Berlin (taz) – Ein 18jähriger Rechtsradikaler aus Oranienburg hat gestanden, in der Nacht zum 17. September gemeinsam mit drei Freunden einen 25jährigen Asylsuchenden aus Ghana auf dem Weg von Berlin nach Oranienburg aus einer fahrenden S-Bahn geworfen zu haben. Das erklärte gestern der ermittelnde Neuruppiner Staatsanwalt gegenüber der taz. Als Motiv für den Mordanschlag habe der 18jährige seine „rechtsradikale Einstellung“ angegeben, so der Staatsanwalt weiter. „Es scheint für ihn eine Selbstverständlichkeit zu sein, daß man einen Farbigen, den man in einer solchen Situation trifft, auch mißhandeln darf.“ Der 18jährige, der der Brandenburger Polizei bisher als S-Bahn-Surfer bekannt war, wurde schon am Mittwoch abend festgenommen. Die übrigen Festnahmen erfolgten gestern. Gefunden habe man die Täter durch „sture Ermittlungsarbeit“, erklärte die Staatsanwaltschaft Neuruppin weiter.

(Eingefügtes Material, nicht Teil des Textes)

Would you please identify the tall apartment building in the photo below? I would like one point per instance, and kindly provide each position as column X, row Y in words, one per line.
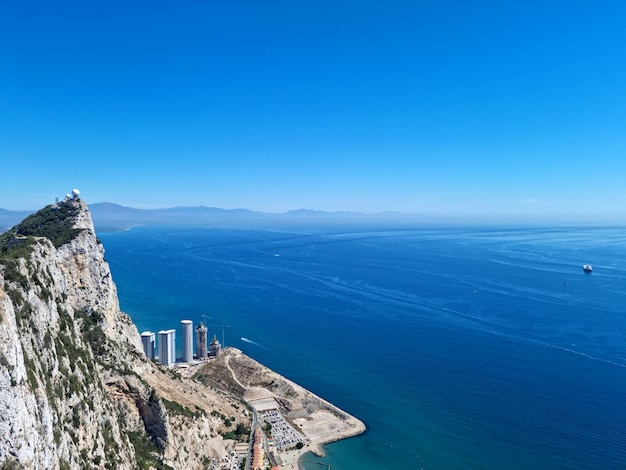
column 148, row 340
column 187, row 327
column 201, row 333
column 167, row 347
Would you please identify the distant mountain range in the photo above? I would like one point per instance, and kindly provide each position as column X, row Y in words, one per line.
column 109, row 216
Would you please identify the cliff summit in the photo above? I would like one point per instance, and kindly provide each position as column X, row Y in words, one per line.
column 76, row 390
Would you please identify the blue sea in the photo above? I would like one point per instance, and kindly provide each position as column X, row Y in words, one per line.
column 468, row 348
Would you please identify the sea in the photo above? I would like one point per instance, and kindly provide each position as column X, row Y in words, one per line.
column 459, row 347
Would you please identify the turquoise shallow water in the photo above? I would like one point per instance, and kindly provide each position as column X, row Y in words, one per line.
column 459, row 348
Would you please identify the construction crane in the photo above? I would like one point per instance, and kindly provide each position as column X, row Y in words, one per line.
column 223, row 327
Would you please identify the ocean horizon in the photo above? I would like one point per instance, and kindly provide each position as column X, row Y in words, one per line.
column 469, row 348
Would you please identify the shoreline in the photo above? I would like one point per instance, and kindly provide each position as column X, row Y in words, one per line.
column 316, row 419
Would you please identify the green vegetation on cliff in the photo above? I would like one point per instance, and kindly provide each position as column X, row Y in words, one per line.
column 54, row 222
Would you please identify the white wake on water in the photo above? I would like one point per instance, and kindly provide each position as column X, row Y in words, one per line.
column 246, row 340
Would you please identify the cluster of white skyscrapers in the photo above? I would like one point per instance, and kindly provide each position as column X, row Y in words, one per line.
column 167, row 344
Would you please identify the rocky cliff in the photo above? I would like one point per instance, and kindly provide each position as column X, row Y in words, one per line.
column 76, row 390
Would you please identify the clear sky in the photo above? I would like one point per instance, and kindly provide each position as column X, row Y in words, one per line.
column 453, row 108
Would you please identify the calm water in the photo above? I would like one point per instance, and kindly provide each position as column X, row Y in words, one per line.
column 460, row 349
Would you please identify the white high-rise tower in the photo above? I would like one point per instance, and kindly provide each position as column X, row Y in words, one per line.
column 187, row 326
column 147, row 339
column 167, row 347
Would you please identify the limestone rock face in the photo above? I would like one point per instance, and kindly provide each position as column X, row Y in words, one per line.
column 76, row 390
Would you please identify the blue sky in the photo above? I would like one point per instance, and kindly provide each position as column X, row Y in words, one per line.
column 481, row 109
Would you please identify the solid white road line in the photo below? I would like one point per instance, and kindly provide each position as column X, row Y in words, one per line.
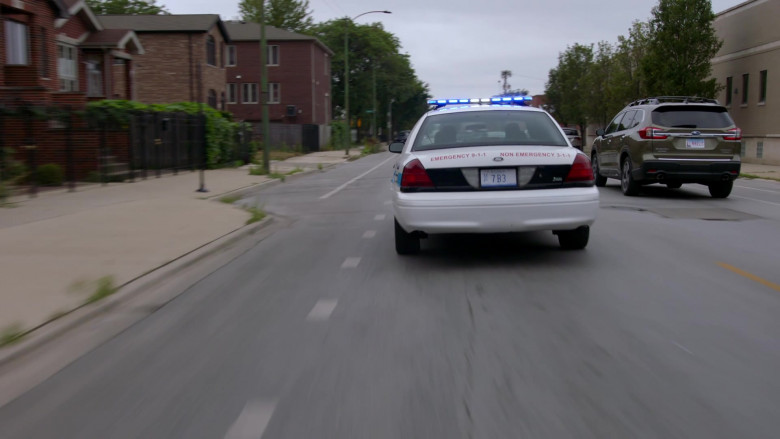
column 338, row 189
column 253, row 420
column 351, row 263
column 322, row 310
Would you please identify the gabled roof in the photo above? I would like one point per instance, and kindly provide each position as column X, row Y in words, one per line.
column 248, row 31
column 193, row 23
column 114, row 38
column 80, row 7
column 60, row 7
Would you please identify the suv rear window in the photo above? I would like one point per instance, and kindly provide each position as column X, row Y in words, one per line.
column 690, row 116
column 487, row 128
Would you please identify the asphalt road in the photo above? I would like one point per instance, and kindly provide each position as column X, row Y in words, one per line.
column 666, row 326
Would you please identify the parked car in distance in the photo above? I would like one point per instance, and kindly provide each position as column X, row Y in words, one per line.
column 672, row 140
column 573, row 134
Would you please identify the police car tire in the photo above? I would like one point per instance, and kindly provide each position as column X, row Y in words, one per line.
column 405, row 243
column 575, row 239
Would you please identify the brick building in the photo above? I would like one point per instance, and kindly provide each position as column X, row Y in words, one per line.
column 184, row 57
column 747, row 67
column 55, row 55
column 299, row 78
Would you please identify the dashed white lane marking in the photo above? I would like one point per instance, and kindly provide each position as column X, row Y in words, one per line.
column 757, row 189
column 682, row 347
column 338, row 189
column 253, row 420
column 757, row 201
column 351, row 263
column 322, row 310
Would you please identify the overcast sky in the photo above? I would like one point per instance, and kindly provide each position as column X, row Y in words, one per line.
column 460, row 47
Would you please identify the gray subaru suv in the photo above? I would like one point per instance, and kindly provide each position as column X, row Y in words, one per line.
column 670, row 140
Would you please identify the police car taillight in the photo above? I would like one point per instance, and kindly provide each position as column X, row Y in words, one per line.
column 414, row 176
column 581, row 170
column 736, row 134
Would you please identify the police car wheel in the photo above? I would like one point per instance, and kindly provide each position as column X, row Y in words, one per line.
column 405, row 243
column 575, row 239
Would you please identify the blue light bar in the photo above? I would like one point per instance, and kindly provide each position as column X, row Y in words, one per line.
column 501, row 100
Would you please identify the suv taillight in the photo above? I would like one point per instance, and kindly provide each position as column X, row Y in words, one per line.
column 736, row 134
column 581, row 170
column 652, row 133
column 415, row 177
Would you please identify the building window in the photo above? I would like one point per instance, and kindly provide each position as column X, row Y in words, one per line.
column 95, row 77
column 16, row 44
column 249, row 93
column 762, row 87
column 232, row 93
column 274, row 93
column 273, row 55
column 44, row 54
column 729, row 90
column 67, row 67
column 231, row 56
column 211, row 51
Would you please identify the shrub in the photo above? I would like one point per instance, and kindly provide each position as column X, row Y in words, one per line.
column 49, row 175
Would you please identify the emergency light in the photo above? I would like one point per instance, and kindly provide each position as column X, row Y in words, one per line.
column 499, row 100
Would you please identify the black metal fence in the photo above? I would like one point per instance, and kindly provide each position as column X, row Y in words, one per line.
column 96, row 145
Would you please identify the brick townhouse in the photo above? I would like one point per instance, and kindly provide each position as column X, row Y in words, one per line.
column 183, row 60
column 56, row 54
column 299, row 78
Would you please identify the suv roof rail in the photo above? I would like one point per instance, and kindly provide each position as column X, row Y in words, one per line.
column 683, row 99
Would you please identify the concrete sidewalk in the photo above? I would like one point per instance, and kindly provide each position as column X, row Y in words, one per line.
column 55, row 247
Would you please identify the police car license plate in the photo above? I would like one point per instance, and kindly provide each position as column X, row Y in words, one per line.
column 498, row 177
column 694, row 143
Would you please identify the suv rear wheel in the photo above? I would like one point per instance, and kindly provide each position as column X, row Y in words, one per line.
column 405, row 243
column 721, row 189
column 594, row 163
column 627, row 183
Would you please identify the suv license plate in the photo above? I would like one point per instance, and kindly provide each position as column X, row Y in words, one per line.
column 498, row 177
column 694, row 143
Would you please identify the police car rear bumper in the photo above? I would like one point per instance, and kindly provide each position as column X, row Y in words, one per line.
column 496, row 212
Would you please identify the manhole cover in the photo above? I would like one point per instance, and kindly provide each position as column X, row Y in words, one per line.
column 709, row 214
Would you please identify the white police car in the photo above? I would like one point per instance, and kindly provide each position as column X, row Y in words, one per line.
column 490, row 166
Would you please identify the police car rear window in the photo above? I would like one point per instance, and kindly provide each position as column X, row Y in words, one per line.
column 487, row 128
column 691, row 116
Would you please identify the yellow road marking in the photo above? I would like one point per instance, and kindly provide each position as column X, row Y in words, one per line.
column 750, row 276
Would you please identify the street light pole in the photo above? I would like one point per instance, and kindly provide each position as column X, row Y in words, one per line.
column 347, row 137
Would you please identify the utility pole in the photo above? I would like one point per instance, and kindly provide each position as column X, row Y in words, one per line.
column 264, row 90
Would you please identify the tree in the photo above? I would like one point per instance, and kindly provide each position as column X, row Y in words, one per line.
column 291, row 15
column 126, row 7
column 567, row 89
column 373, row 51
column 682, row 43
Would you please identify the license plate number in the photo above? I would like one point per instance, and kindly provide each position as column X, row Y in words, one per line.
column 694, row 143
column 498, row 177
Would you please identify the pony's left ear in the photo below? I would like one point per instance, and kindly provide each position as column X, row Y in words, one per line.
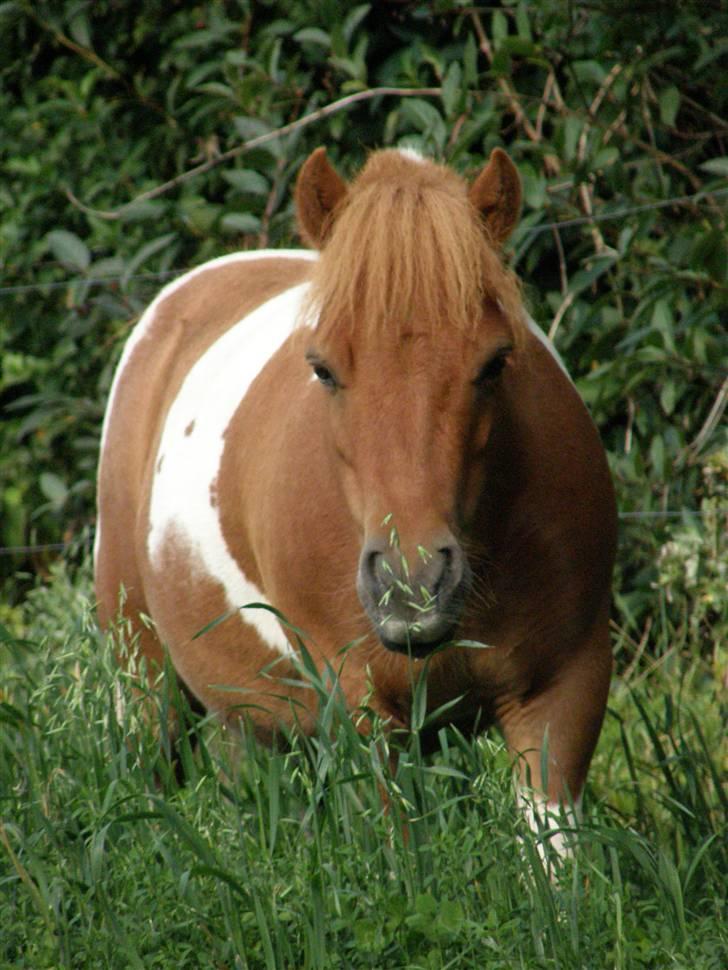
column 319, row 189
column 496, row 194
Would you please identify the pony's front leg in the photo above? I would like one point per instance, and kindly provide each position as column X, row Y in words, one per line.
column 553, row 733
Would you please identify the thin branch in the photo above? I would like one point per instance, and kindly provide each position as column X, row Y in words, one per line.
column 309, row 119
column 712, row 421
column 511, row 97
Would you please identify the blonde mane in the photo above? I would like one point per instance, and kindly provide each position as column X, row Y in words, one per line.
column 407, row 249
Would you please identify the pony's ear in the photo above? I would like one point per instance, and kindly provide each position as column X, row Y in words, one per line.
column 496, row 194
column 319, row 189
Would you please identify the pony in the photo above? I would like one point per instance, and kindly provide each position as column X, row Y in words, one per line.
column 372, row 436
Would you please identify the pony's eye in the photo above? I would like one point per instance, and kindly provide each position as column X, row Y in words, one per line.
column 324, row 376
column 492, row 369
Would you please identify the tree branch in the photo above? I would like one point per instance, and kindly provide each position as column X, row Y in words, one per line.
column 309, row 119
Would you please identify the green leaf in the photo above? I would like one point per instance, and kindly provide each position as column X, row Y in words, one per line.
column 669, row 101
column 247, row 180
column 313, row 35
column 240, row 222
column 54, row 489
column 69, row 249
column 716, row 166
column 452, row 89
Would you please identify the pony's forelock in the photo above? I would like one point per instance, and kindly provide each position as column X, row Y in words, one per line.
column 407, row 249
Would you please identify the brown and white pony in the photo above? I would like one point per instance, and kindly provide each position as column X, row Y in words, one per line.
column 377, row 441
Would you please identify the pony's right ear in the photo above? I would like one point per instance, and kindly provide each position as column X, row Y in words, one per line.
column 496, row 194
column 319, row 190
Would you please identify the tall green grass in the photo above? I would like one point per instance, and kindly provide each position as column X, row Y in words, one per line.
column 293, row 858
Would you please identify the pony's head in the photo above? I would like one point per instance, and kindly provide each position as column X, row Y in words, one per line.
column 418, row 323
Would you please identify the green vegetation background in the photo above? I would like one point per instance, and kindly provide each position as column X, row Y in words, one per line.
column 614, row 110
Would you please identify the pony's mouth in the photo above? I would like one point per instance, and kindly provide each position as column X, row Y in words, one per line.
column 411, row 640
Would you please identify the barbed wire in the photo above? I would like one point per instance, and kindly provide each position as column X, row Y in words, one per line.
column 693, row 199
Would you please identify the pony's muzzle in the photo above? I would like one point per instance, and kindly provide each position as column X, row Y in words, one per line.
column 414, row 606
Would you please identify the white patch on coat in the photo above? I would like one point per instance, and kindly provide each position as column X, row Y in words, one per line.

Ein Teil der S-Bahn-Surfer-Szene sei dafür bekannt, nachts S-Bahn-Passagiere im Berliner Umland zu tyrannisieren. Ein Tatzeuge habe sich nach wie vor nicht gemeldet. Auch ein anonymer Brief mit der Darstellung des angeblichen Tathergangs, der am Mittwoch abend eingegangen war, habe nicht weitergeholfen. Der 18jährige Oranienburger hat offensichtlich gegenüber der Polizei ein umfangreiches Geständnis abgelegt: Er habe angegeben, in der Nacht zum 17. September gemeinsam mit drei „Gesinnungsgenossen“ die S-Bahn bestiegen und zunächst in einem Wagen die Scheiben zertrümmert zu haben, erklärte der Staatsanwalt. Danach hätten sie in einem anderen Wagen den Asylsuchenden geschlagen und beraubt und ihn dann aus der fahrenden S-Bahn geworfen.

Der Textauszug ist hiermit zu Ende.